What does it mean to ‘live well?’ What does it mean to ‘die well?’ Surely as Christians we should be leading the way in our practices and actions at the very centre of human existence. Yet, this COVID world in which we find ourselves is very different, particularly in the very practices surrounding life and death, than that with which we entered this year. Thus, we must consider, when our mourning, our living, and our dying look different, how do we flourish and encourage those around us to do so? This course will be rooted in scripture and practice. It will consider the practical implications of what it means to live and die in times of suffering and sorrow.
Week 1 – Dying
Can there be such a thing as ‘dying well?’ We will consider ways in which we as Christians may lead in the (painful yet beautiful) sacred practice of ‘dying well’.
Week 2 – Lamenting?
It’s all very well to say that there is the possibility of ‘dying well,’ but for those of us left behind there is still immense pain; what do we do with that pain? How do we, particularly in our culture, express that pain well? This class will take place in conversation with Rev Dr Stephen Torr, a vicar, fellow scholar, author and expert on the scriptural and theological study of ‘lament.’
Week 3 – Wounded?
This class will begin to move us from grieving towards the question, what should we do with our grief? This class will be in conversation with Dr Leon Van Ommen (University of Aberdeen) and will consider the prophetic power of those with disabilities as one of the voices which the church needs to hear at this time.
Week 4 – Wise
Having spent time working through our grief, our lament and our woundedness, the question must then be asked, how do we move on to live, and live well in ‘the new normal?’ The response to this will take the form of a study of ‘wisdom.’
Week 5 – Action!
This class will consider practical ways in which we can ‘love God and love one another’. It will look at churches globally and locally, and delve into research, in order to consider ways we can witness and testify to the hope we have in practical, tangible, effective ways.
Week 6 – Hope!
As we have worked through this, we have been working towards an end: a celebration of the hope we have
Dr Joy Allan
Joy is a Scottish-Northern Irish mix with a passion for all things pastoral and theological.
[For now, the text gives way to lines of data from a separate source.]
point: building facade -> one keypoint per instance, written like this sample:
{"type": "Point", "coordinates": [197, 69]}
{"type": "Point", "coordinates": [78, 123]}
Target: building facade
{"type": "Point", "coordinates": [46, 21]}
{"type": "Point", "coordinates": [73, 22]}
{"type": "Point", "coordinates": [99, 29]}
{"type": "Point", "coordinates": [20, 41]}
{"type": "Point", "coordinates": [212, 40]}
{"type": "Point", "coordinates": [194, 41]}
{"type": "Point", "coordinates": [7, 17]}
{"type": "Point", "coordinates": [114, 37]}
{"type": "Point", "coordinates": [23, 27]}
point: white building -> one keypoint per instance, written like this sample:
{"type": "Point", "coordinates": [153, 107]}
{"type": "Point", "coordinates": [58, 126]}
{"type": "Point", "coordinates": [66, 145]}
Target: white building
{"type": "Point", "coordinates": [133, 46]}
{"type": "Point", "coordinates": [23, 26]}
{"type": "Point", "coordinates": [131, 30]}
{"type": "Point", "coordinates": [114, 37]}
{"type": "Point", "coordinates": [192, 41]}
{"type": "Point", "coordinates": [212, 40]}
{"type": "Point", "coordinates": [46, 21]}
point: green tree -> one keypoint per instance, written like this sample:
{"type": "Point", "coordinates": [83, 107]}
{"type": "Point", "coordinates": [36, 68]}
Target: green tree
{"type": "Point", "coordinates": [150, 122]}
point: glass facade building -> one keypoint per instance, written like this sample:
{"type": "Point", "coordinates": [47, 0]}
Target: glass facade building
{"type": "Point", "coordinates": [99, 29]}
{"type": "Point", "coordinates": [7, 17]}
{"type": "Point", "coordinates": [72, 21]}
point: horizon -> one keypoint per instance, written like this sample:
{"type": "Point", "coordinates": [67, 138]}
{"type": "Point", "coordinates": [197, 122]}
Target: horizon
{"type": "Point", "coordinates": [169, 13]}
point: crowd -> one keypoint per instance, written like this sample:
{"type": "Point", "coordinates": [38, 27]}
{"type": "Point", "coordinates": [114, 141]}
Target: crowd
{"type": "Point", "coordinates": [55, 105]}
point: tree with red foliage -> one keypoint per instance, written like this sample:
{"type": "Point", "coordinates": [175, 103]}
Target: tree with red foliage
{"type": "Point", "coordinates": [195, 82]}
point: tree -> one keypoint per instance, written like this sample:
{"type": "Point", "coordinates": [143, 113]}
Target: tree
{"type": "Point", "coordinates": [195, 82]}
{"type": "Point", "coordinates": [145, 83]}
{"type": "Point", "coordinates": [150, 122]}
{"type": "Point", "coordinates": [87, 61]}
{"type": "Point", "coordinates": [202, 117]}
She studied for both her MA (2006) and her PhD (2018) in Practical Theology at the University of Aberdeen. In the years between she worked and served in pastoral ministry, teaching academic English, and social care both in the UK and abroad. It is perhaps no surprise then that her research interests focus around mental health, disability theology, theology and abuse, and all aspects of pastoral care. She also has a keen interest in the potential of qualitative research for theological exploration. She is an avid reader and loves any excuse to preach or speak on the above issues.